Autism is a developmental disorder characterized by qualitative impairments in communication, social interaction, and a tendency to stereotypical behaviours (American Psychiatric Publication, 2013). Children with Autism have serious difficulties to adapt to a new situation, or to changes in the situation. Most often, children with Autism have some specific behaviours like:

  • Avoidance of social interaction and communication.

  • Stereotypical (repetitive, weird) movements (like rotation, claps, complex body movements).

  • Tendency to always perform meaningless rituals and monotonous routine actions (spinning the wheel of a toy-car for hours in a row, moving a rope).

  • Significant delay in self-care skills development (eating, washing, dressing).

  • Very specific and narrow interests.

  • Lack of play-skills. Children with Autism do not play, but they have stereotypical actions that might resemble play (they can spin the wheel of a toy-car, shift objects). They have a lot of fears (of darkness, of closed doors, of the noise of water), but especially typical for autistic children is the fear of any change, the fear of novelty (neophobia). Neophobia is a barrier to learning, because learning means to pass the frontier of what you know and what you can do to discovering new things. Unfortunately, new information in the child’s environment brings a lot of insecurity, frustration and any change can cause a violent protest.

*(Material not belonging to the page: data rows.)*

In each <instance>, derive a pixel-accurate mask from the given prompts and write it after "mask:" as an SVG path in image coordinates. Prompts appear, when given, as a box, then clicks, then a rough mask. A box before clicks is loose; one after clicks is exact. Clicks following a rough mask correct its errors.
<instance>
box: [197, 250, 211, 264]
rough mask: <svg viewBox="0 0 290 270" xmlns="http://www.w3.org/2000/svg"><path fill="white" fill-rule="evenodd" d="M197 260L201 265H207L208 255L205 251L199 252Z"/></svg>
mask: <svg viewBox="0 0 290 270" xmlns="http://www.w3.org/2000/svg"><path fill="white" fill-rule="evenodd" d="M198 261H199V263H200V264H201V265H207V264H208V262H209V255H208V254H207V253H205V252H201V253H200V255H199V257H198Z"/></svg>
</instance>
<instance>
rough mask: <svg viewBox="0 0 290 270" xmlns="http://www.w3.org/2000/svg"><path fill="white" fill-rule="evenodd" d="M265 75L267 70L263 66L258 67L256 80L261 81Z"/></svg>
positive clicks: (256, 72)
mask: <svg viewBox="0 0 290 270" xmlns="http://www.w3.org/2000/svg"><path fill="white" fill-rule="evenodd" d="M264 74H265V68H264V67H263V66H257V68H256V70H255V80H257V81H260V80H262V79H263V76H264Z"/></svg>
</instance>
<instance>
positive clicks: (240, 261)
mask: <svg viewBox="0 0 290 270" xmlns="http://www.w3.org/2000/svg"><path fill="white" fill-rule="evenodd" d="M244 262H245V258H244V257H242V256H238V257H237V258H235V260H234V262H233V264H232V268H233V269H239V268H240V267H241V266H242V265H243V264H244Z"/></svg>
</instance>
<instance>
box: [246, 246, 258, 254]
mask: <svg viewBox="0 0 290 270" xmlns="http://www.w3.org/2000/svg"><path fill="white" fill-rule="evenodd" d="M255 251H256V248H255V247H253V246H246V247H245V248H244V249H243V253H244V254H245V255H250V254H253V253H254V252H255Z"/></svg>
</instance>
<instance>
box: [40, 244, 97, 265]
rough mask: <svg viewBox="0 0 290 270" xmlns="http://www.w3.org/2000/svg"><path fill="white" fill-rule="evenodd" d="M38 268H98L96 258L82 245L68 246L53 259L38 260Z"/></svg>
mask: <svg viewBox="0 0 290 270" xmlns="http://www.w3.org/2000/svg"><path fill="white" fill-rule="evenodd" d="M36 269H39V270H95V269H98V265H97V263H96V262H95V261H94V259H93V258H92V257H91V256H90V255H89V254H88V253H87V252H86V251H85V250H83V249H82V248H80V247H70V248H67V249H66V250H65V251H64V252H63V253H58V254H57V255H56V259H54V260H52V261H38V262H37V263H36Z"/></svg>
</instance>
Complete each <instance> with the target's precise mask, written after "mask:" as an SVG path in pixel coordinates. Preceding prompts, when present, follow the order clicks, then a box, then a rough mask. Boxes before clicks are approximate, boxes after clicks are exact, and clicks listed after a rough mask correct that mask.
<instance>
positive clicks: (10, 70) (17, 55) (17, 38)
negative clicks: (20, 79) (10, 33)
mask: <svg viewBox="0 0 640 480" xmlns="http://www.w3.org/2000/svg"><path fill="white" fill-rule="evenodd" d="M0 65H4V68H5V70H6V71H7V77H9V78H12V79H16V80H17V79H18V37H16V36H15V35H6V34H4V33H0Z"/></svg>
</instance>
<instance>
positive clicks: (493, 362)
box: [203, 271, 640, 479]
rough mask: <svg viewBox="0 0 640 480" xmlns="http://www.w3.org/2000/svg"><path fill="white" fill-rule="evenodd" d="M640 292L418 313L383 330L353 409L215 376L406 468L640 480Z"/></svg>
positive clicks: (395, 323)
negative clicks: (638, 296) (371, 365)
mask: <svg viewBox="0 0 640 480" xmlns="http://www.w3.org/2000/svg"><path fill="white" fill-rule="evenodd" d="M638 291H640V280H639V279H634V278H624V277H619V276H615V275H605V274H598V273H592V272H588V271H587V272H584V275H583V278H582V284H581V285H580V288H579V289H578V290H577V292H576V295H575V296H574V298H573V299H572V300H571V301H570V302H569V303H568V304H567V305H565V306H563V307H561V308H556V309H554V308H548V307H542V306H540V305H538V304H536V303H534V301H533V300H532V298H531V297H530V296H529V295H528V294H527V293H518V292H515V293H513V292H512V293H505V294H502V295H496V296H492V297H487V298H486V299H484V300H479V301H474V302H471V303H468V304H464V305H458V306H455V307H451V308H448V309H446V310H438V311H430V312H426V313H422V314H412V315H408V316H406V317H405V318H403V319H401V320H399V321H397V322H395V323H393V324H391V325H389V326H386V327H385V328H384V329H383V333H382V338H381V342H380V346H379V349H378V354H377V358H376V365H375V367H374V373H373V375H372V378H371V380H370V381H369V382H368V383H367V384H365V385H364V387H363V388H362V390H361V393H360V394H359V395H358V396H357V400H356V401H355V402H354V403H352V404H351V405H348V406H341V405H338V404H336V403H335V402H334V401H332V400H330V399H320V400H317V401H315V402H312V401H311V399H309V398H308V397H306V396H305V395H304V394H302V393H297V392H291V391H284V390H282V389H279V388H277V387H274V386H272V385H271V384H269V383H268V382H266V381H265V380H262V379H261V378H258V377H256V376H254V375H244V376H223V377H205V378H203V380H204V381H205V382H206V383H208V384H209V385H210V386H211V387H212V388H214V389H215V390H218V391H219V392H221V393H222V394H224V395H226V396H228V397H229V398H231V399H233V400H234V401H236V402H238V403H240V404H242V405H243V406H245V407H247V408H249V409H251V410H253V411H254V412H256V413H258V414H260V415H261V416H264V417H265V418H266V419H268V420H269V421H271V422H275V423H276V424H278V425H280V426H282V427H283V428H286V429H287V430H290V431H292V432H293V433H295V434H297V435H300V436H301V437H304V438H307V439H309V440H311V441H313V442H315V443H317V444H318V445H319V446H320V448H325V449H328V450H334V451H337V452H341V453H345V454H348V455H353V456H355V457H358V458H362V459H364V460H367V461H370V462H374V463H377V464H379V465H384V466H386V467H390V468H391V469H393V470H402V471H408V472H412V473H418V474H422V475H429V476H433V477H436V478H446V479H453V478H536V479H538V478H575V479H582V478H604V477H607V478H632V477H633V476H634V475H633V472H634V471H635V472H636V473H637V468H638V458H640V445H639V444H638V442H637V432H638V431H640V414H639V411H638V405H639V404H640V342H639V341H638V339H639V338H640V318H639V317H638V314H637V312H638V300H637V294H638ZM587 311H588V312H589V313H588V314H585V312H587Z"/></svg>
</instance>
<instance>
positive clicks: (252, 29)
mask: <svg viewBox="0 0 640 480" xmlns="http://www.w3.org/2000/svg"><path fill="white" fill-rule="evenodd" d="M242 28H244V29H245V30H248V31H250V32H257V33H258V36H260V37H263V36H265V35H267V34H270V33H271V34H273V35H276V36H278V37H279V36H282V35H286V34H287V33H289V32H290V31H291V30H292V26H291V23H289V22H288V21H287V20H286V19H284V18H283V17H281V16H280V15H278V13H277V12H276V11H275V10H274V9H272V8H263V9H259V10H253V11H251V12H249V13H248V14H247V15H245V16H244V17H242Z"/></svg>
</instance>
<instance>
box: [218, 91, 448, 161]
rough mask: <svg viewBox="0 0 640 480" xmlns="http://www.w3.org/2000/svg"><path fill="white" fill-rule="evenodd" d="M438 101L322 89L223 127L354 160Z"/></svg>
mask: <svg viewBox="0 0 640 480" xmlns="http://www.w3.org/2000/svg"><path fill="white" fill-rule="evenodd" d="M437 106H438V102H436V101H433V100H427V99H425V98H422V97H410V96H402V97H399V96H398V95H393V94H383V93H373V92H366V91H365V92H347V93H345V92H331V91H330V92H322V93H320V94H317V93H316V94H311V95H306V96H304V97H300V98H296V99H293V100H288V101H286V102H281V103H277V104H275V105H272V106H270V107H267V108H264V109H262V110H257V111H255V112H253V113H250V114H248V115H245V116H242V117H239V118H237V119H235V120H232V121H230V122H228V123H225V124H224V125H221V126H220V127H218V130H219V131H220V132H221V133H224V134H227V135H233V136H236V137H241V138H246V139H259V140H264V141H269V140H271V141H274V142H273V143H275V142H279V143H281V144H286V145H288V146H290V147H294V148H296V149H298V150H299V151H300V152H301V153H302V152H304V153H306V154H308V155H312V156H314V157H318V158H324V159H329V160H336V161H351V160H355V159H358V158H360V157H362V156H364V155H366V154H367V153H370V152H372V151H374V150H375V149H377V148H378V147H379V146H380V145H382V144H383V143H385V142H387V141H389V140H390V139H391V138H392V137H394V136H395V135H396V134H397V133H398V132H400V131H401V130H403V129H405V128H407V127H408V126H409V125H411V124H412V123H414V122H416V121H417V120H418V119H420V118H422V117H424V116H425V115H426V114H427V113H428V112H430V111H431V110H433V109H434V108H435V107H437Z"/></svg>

  • Hysterical manifestations (aggressiveness, high-pitched crying, seizures, meltdown, tantrum) towards something intolerable to him/her (against any interference in his/her program, attempts to change the prevailing stereotypes).

Challenging behaviours hinder learning engagement and the most frequent disruptive behaviours identified by teachers are (Peeters, 2009):

  • Repeated exits from the working place

  • Speaking out of context

  • Permanent interruptions of the teacher

  • Destruction of teaching materials

  • Repeated questioning

  • Lack of response to demands

  • Refusal to interact with the teacher, or with the colleagues

  • Difficulty to adapt to changes and transitions

  • Slow pace of work

  • Crying, screaming, hitting objects, or the people around.

Key Terms in this Chapter

Independent-Life Skills: Are all necessary skills for an independent life, like personal hygiene, dressing and clothing care, health care, home management and home safety, financial management, communication access, personal growth, awareness, and problem solving, community access.

Behavioral Disorders: Involve a pattern of disruptive behaviors in children that last for at least 6 months and hinder learning engagement and adaptation in and to social situations.

Challenging Behaviors: Behaviours that interfere with a child’s optimal development and learning, harm other people or are dangerous from their point of view.

Inappropriate Behaviors: Refers to behaviors that are not appropriate to a social context or to a specific context, some examples of inappropriate behaviors in classrooms are lateness or leaving early, inappropriate cellphone and laptop usage in class, side conversations, cheating, interruptions, etc.

Self-Aggression: Behaviors that are self-directed and can cause physical or emotional harm.

Aggression: Behaviors that can cause physical or emotional harm to others.

Stereotyped Behaviors: Well-defined behavioral acts which are repeated over and over again and which seem to be without any apparent adaptive function unlike other behaviors (such as many instinctive acts) which, although often formally very stereotyped in form clearly fulfil an adaptive purpose.

Autism Spectrum Disorders (ASD): A lifelong neurodevelopmental disorder, identified by behavioral symptoms as poor social interactions, qualitative impairments in verbal and non-verbal communication, along with narrow interest and stereotyped behaviors.